As for that "limited time only" warning, Nothaft and Kiefer see several such opportunities in the domestic housing market.  One, the downward pressure on interest rates, inflation, and gas prices because of weakness elsewhere in the world and a flight to safety in U.S. Treasuries.  Over time, they predict, the global economy should stabilize and many of these trends will reverse themselves.  In addition, domestic economic policy may affect rates.  They expect the relatively low rates we are seeing now to last through the first half of the year and then begin to move higher.

One key consideration is the timing for a change in Federal Reserve Policy on short term interest rates.  When they do start to raise them, and some think it will be this year, they may do so repeatedly.  Freddie Mac is forecasting that the 1-year constant maturity treasury yield will be up nearly one point by year end with most of that increase dating from the first Fed move.

 

 

Still, Freddie Mac doesn't expect to see mortgage rates spike dramatically.  "There is always the potential for large short-term movements in bond markets, like with the Taper Talk of June 2013, but the longer term trend should be for only a gradual increase in rates."  The company's economists believes there is still a lot of room before rising rates do any harm to growth or housing markets.

While right now the effects of the global slowdown on the U.S. appear positive, i.e. lower interest rates and gas prices, if it persists the result could be declining exports and lower growth at home.  The consensus forecast is for growth to pick up in most of the world but for Europe to lag behind. 

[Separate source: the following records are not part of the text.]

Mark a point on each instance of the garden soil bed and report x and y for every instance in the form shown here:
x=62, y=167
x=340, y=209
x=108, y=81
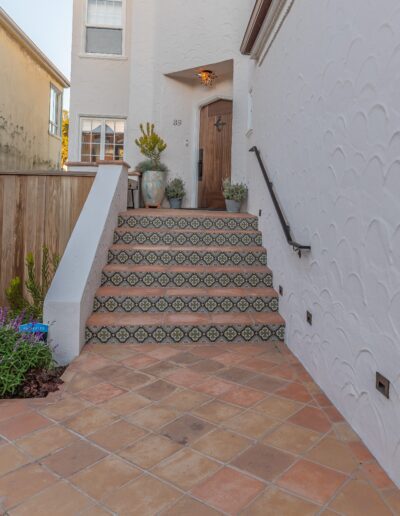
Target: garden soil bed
x=39, y=383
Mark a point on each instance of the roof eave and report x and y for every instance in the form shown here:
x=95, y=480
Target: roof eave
x=255, y=24
x=11, y=27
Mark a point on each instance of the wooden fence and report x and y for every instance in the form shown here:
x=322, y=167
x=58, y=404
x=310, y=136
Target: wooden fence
x=36, y=209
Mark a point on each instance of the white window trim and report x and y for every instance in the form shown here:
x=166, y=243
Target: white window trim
x=59, y=115
x=250, y=112
x=103, y=120
x=85, y=26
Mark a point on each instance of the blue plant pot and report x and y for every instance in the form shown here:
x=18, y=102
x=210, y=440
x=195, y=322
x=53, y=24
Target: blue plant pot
x=153, y=188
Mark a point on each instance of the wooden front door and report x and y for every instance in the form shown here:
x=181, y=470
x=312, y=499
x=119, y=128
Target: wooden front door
x=215, y=152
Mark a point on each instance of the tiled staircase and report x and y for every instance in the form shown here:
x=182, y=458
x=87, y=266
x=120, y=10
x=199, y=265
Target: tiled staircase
x=186, y=277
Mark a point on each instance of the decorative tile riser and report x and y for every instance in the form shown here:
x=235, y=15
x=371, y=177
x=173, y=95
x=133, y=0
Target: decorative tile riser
x=244, y=223
x=184, y=334
x=186, y=279
x=195, y=238
x=192, y=304
x=176, y=257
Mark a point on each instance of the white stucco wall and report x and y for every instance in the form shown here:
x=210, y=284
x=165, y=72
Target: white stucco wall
x=163, y=38
x=327, y=120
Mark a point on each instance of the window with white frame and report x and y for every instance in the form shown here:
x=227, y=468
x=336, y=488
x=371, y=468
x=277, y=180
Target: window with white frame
x=102, y=139
x=104, y=21
x=55, y=117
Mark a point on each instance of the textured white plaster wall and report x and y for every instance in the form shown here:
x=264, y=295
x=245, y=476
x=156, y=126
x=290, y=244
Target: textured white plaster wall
x=327, y=120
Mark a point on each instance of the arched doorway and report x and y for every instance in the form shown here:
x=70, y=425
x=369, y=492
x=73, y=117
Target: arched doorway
x=214, y=152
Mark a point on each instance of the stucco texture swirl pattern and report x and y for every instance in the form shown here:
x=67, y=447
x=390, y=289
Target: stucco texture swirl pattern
x=326, y=118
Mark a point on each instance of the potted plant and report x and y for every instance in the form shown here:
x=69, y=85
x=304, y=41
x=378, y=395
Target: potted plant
x=175, y=192
x=235, y=194
x=153, y=172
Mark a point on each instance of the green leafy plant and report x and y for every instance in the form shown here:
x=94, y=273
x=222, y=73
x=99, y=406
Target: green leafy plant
x=146, y=165
x=151, y=145
x=36, y=286
x=234, y=191
x=175, y=189
x=20, y=353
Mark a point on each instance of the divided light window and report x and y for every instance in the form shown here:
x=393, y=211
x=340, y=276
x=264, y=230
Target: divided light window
x=104, y=27
x=102, y=139
x=55, y=117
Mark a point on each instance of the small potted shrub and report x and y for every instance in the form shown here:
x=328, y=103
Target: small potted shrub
x=235, y=194
x=153, y=172
x=175, y=192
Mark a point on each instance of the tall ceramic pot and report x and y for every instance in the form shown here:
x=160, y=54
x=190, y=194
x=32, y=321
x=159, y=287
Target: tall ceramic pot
x=232, y=206
x=175, y=204
x=153, y=188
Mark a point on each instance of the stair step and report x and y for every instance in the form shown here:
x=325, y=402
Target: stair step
x=184, y=328
x=189, y=277
x=187, y=255
x=187, y=219
x=190, y=237
x=181, y=300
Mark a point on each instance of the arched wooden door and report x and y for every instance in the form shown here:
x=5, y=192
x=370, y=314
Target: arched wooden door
x=215, y=152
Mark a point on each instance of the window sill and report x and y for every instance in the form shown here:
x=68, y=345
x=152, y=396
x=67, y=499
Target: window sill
x=103, y=56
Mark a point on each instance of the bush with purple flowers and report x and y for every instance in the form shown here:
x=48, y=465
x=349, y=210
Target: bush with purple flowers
x=20, y=354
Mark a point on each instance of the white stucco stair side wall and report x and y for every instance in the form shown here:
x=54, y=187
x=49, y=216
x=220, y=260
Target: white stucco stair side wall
x=69, y=301
x=326, y=119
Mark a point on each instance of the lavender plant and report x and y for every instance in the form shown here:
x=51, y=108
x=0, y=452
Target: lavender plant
x=20, y=353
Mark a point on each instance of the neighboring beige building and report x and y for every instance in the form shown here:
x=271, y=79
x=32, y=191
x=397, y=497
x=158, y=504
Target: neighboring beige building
x=31, y=92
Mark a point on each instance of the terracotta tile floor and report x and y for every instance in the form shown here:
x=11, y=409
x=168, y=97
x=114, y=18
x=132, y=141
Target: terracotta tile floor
x=186, y=431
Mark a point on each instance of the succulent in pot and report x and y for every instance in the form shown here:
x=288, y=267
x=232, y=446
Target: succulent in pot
x=235, y=194
x=153, y=172
x=175, y=192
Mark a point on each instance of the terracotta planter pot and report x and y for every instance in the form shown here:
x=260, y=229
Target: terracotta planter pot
x=153, y=188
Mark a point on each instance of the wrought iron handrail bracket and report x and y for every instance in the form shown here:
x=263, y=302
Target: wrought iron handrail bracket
x=298, y=248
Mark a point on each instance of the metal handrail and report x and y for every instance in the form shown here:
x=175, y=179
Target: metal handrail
x=298, y=248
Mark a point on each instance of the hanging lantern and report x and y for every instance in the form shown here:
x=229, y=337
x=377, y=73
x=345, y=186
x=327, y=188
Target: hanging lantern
x=207, y=78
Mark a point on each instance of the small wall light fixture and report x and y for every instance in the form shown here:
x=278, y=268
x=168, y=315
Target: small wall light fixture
x=207, y=77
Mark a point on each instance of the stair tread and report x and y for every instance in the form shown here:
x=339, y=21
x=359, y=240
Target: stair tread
x=119, y=267
x=183, y=319
x=168, y=291
x=184, y=248
x=182, y=213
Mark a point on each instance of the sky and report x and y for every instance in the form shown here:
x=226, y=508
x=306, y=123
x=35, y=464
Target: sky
x=49, y=25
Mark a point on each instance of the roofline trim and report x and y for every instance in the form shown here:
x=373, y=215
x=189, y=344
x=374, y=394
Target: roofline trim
x=10, y=26
x=266, y=20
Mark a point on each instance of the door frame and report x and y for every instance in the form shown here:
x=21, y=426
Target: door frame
x=199, y=107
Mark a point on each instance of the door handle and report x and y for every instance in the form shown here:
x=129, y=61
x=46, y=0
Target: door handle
x=200, y=164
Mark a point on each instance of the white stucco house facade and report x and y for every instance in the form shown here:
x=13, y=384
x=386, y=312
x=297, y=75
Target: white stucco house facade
x=314, y=86
x=148, y=73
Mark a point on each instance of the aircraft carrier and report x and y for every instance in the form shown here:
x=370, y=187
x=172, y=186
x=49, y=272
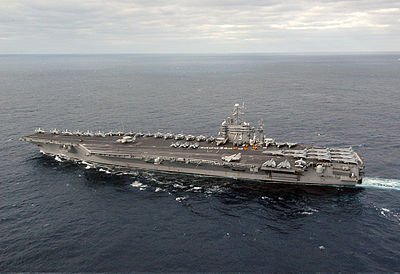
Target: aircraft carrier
x=239, y=151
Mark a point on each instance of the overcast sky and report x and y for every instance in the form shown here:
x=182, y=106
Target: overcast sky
x=198, y=26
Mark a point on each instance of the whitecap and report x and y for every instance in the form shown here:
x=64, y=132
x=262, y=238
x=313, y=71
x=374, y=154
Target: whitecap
x=180, y=199
x=136, y=184
x=381, y=183
x=58, y=159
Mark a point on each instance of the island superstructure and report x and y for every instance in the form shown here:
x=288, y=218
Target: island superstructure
x=239, y=151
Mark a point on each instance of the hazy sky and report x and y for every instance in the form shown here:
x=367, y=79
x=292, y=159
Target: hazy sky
x=198, y=26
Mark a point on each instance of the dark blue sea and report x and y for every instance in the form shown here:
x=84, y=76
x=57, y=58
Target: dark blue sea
x=63, y=217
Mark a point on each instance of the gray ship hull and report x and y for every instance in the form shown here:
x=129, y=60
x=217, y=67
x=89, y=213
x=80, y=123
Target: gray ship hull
x=156, y=154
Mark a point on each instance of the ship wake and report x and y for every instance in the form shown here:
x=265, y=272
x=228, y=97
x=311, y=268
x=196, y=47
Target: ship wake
x=381, y=183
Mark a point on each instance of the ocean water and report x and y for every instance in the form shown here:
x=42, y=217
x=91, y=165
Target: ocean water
x=56, y=216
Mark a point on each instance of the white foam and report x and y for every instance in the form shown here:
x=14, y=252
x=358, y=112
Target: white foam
x=381, y=183
x=180, y=199
x=58, y=159
x=139, y=185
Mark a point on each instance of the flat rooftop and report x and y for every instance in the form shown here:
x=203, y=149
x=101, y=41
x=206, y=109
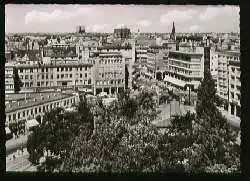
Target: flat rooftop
x=32, y=99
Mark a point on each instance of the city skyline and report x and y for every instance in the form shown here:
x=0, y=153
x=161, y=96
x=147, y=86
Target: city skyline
x=103, y=18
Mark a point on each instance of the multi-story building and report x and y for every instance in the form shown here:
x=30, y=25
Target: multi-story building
x=122, y=33
x=55, y=76
x=109, y=72
x=185, y=70
x=80, y=29
x=32, y=105
x=234, y=84
x=229, y=84
x=9, y=81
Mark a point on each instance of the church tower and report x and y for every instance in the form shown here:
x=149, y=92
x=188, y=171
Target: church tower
x=172, y=36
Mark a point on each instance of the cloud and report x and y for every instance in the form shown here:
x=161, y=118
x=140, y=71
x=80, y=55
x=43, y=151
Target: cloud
x=144, y=23
x=56, y=15
x=194, y=28
x=214, y=12
x=98, y=27
x=120, y=26
x=177, y=16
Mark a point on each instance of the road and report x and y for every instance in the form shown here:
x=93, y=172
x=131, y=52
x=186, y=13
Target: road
x=15, y=143
x=20, y=163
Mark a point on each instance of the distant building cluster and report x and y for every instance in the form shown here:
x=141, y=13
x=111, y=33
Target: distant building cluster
x=97, y=63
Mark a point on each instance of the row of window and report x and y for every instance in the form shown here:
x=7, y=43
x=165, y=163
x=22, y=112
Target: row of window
x=113, y=82
x=37, y=110
x=233, y=97
x=110, y=61
x=70, y=68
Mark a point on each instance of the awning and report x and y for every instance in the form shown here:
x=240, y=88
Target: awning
x=7, y=130
x=32, y=123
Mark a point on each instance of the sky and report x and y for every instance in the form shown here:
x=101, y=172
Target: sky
x=104, y=18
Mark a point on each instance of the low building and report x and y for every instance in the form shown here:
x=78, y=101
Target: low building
x=32, y=105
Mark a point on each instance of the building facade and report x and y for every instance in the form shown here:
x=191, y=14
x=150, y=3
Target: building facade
x=229, y=84
x=109, y=71
x=30, y=108
x=185, y=70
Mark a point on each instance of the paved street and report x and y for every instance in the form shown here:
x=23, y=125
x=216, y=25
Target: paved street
x=20, y=163
x=15, y=143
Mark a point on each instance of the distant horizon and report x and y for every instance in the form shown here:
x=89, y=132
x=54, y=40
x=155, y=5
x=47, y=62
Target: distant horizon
x=113, y=32
x=104, y=18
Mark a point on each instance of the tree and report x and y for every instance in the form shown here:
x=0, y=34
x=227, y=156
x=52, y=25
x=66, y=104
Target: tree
x=38, y=118
x=17, y=82
x=116, y=146
x=206, y=102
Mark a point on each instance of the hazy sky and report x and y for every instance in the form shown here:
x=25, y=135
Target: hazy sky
x=104, y=18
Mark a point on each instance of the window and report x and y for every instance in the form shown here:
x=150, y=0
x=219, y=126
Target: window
x=238, y=96
x=232, y=95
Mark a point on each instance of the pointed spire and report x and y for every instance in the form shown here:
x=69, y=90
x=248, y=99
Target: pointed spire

Nothaft and Kiefer conclude that the economy has a great opportunity to expand in 2015 with the delayed increase in interest rates and dropping oil prices helping to spur growth.  "Until rates start to rise later in the year, housing markets should respond positively and we anticipate increases in home sales and continued improvement in construction activity. With rates lower at the beginning of the year, we'll see higher than expected refinance volume, but expect refinance volume to drop quickly as rates rise."